Dec 31 2016 - 12:15pm

I plan to retire next July. I will be 64 and know that I will receive a reduced benefit because I am not waiting to age 66. My wife will be 62 when I retire. She has not worked outside of our home for 40 years of our marriage. She is not even close to 40 quarters of social security employment. What can or should she do? As long as I am alive she will be fine. What happens when I die, if she is still alive?


Your wife could start drawing spousal benefits as soon as you start drawing your benefits, but they'll be reduced if she starts them before full retirement age. If she turns 62 next year, her full retirement age (FRA)would be 66 & 2 months. If she starts her spousal benefits at FRA, she'll receive 50% of your full retirement age rate even if you take reduced benefits. But, if she starts at age 62, her rate will be reduced by around 31%.

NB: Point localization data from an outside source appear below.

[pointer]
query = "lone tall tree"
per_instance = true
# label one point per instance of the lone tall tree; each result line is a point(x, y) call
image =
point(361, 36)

If you're concerned about your wife having enough income if you die before her, then you may want to consider waiting a while to start your benefits. Her potential widow's benefit rate on your record would be the full rate that you are receiving at the time of your death. So, if you take reduced benefits, that reduction will carry over to your wife's potential widow's benefit rate. On the other hand, if you wait past age 66 to start drawing benefits, the delayed retirement credits that you'd receive would also carry over to her potential widower's rate. To maximize both your own benefit rate and your wife's potential widow's rate, you would need to wait until age 70 to start drawing your benefits. The downside of that strategy would, of course, be that neither you or your wife would receive any benefits until you reach age 70.

You may want to consider running the maximization software available on this website before you make any filing decisions. That will give you all of the information you need to make the best decision on when both you and your wife should start drawing your benefits.